Quand ta glycémie est à 123 mg/dl. Et que tu te sens, que tu te vis bien. Serein et reposé. Que tu respires correctement sans avoir le nez bouché.

Aucune douleur. Aucun soucis. C’est génial ça je trouve comme réveil. Des idées qui s’illuminent et se défilent ou se délient.

Des perspectives et des plans parallèles qui se chevauchent. Une limpidité d’esprit.

Ce que je vous décris est un juste reflet de ce qui se passe en moi quand tout est calme et éveillé. Cette lucidité je la dois à cet équilibre au niveau des glycémies. Rien ne me perturbe, pensée, image, son , odeur, goût, projection de couleur. Tout est dans le plan pour préparer ma journée.

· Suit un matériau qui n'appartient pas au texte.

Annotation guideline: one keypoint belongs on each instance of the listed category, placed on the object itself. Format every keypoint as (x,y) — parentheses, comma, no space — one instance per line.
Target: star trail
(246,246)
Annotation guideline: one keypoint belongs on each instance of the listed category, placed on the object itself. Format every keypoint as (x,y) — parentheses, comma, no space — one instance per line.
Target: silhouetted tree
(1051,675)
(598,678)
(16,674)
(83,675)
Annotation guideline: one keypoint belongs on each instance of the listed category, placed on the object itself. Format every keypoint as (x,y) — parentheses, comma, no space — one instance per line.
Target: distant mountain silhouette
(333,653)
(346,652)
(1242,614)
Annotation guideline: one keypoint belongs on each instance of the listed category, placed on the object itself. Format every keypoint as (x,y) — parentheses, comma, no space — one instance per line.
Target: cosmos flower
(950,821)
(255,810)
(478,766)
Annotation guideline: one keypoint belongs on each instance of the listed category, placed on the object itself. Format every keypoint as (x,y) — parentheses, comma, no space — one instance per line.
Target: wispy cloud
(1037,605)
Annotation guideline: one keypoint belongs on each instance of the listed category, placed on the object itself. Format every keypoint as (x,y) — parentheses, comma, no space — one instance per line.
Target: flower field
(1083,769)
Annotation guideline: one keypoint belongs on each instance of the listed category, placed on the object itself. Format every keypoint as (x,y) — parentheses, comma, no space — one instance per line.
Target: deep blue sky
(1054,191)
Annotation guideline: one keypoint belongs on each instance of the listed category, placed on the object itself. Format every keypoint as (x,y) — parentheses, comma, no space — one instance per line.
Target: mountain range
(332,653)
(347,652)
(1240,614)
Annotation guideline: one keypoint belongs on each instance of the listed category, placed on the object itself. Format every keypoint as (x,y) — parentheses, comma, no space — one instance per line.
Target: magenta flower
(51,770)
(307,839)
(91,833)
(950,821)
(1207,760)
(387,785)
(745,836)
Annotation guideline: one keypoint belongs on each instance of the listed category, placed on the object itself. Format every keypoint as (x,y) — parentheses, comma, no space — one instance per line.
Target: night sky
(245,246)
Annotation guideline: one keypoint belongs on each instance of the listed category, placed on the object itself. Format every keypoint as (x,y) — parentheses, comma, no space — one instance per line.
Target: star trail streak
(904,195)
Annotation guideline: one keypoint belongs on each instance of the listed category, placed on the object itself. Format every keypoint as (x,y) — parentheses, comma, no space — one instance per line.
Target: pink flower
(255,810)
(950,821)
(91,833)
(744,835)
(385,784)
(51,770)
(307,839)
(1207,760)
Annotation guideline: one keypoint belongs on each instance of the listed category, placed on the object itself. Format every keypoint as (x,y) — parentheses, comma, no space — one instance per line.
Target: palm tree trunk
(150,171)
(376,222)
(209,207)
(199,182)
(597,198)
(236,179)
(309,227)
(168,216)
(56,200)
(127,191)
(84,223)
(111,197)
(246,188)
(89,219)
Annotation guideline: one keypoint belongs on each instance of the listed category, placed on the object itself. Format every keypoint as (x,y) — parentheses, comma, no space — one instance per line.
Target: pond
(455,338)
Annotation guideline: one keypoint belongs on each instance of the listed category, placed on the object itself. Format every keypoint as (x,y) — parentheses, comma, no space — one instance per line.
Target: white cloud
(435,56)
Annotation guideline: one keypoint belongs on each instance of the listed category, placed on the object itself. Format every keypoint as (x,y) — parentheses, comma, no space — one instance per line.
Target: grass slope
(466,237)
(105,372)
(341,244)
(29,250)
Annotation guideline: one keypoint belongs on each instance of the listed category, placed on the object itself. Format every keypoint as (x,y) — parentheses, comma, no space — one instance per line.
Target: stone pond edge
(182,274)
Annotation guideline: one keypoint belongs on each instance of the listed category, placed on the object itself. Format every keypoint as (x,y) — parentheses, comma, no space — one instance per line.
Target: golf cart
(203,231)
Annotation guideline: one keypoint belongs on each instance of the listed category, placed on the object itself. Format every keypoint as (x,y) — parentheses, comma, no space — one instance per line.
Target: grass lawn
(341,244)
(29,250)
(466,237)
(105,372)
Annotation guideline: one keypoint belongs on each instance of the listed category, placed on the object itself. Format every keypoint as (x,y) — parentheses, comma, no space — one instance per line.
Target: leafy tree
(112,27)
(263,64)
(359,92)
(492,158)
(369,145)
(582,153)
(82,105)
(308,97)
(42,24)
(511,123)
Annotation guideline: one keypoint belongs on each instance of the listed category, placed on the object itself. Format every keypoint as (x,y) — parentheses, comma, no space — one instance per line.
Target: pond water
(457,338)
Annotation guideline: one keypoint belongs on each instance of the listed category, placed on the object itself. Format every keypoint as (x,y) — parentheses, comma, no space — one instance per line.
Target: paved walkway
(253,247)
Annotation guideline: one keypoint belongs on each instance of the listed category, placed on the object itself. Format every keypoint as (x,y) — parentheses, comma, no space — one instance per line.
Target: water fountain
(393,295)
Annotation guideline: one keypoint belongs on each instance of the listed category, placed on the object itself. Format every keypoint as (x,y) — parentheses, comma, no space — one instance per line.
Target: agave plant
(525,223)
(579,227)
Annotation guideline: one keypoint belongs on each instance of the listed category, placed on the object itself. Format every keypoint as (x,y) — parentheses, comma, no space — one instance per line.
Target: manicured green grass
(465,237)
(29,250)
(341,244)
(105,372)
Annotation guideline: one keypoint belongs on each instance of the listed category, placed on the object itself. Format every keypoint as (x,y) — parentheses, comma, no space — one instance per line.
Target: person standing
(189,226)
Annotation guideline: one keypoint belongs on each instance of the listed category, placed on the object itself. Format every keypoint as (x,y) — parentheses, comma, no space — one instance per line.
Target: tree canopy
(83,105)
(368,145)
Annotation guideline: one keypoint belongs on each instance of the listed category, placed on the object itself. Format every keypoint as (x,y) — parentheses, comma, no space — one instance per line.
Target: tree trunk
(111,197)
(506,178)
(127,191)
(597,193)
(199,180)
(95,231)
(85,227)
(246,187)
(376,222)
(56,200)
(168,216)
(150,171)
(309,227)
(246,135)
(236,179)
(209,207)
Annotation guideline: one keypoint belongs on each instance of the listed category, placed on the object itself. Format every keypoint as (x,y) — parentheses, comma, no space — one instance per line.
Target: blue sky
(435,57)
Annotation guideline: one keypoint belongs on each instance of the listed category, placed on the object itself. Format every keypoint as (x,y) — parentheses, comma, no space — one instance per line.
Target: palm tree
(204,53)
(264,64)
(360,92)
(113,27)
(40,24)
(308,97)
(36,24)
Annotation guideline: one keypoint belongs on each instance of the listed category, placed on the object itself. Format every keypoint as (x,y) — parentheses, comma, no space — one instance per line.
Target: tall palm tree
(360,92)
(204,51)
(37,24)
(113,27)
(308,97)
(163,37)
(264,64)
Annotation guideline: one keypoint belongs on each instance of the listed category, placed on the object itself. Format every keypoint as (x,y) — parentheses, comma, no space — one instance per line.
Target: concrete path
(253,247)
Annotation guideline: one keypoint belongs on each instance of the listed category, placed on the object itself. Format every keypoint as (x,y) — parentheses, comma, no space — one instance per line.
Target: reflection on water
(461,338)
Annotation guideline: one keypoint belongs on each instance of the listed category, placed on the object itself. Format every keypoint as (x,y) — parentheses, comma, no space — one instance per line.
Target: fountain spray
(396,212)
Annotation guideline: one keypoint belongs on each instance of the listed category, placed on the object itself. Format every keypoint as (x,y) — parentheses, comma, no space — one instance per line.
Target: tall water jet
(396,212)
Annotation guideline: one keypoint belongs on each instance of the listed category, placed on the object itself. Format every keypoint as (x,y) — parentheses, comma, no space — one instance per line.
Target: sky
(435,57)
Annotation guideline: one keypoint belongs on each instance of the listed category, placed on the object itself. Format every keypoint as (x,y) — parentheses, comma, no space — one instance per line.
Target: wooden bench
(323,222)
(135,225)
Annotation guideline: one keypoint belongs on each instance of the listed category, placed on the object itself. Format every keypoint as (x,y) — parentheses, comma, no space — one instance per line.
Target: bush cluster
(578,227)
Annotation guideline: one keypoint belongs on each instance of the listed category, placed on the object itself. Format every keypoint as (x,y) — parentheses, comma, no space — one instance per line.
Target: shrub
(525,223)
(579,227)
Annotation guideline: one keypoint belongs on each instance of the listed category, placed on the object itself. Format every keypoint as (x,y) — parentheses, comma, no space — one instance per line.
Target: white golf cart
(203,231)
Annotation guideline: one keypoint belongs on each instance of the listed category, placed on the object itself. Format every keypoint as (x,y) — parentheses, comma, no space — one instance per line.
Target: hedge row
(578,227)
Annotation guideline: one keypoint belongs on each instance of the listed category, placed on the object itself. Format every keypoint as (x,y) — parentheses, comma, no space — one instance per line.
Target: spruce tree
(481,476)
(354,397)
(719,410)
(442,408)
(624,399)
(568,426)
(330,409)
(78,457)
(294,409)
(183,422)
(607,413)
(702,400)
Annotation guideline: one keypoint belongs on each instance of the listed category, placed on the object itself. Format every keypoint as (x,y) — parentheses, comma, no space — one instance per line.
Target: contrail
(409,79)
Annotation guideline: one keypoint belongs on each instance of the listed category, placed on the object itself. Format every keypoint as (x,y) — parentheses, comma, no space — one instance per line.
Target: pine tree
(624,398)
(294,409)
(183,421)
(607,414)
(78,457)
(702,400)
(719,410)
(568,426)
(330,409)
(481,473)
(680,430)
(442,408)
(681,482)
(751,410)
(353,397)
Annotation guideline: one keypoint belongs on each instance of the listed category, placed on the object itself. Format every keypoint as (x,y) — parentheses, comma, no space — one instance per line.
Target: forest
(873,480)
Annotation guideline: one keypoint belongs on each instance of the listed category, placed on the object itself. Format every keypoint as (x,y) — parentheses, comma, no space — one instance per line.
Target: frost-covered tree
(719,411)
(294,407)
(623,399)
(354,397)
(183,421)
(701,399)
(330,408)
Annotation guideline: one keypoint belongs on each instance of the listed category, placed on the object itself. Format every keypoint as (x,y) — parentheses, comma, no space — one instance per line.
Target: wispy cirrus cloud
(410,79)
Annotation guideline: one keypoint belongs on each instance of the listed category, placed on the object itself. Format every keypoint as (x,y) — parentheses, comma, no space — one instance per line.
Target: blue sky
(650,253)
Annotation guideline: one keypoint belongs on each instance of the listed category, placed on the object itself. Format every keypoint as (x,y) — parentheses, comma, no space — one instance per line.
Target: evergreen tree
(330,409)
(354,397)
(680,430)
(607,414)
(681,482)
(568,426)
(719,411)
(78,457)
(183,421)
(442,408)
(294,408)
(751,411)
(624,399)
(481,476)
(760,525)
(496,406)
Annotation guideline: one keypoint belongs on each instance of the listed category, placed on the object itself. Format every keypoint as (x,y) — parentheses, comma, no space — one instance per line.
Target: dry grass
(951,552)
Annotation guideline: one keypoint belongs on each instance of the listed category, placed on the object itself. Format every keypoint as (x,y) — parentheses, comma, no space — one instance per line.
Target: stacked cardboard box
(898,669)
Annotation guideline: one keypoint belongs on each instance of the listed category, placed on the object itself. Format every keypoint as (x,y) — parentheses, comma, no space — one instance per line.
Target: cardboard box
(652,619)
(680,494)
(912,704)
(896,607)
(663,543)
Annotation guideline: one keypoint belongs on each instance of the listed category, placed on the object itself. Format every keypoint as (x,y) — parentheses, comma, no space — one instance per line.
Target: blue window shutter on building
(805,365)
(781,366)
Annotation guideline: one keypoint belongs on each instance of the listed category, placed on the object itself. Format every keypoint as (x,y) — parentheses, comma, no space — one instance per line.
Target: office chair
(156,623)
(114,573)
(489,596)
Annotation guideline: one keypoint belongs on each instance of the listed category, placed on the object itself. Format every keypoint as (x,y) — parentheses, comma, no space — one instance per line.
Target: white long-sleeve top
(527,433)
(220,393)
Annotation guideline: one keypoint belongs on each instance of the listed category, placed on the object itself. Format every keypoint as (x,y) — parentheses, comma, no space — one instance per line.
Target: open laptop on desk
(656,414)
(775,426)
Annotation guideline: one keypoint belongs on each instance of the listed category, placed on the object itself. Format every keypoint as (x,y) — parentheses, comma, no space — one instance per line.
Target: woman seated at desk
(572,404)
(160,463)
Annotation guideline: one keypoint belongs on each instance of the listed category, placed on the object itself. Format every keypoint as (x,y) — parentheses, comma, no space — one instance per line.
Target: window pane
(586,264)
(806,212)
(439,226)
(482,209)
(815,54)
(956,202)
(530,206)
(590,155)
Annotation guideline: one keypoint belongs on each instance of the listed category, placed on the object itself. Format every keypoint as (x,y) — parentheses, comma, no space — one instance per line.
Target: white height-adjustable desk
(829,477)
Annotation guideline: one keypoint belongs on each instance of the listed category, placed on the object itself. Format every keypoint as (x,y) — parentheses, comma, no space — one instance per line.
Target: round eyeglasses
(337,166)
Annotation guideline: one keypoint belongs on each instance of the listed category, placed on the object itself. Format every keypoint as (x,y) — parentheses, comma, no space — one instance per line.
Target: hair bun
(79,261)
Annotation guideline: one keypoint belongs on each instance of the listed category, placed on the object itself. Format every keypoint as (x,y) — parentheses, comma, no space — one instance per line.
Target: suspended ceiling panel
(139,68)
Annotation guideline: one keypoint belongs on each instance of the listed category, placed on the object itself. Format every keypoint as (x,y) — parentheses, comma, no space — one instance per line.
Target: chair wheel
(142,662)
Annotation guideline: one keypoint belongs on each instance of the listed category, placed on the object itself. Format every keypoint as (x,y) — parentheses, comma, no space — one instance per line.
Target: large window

Est ce une méditation? Est ce une prière? Est ce une suite de séquences fluides et harmonieuses? Cela ressemble à un dialogue qui s’ instaure en moi.

Je revis les jours de congé au préalable et je me sens vivre. Je remercie l’ univers de m’avoir éveillé de cette manière.

Je suis serein et me réjouis de cette journée qui commence.

Une page inhabituelle et o combien fédératrice car unique et qui fait le point d orgue sur la condition existentielle. Je vis.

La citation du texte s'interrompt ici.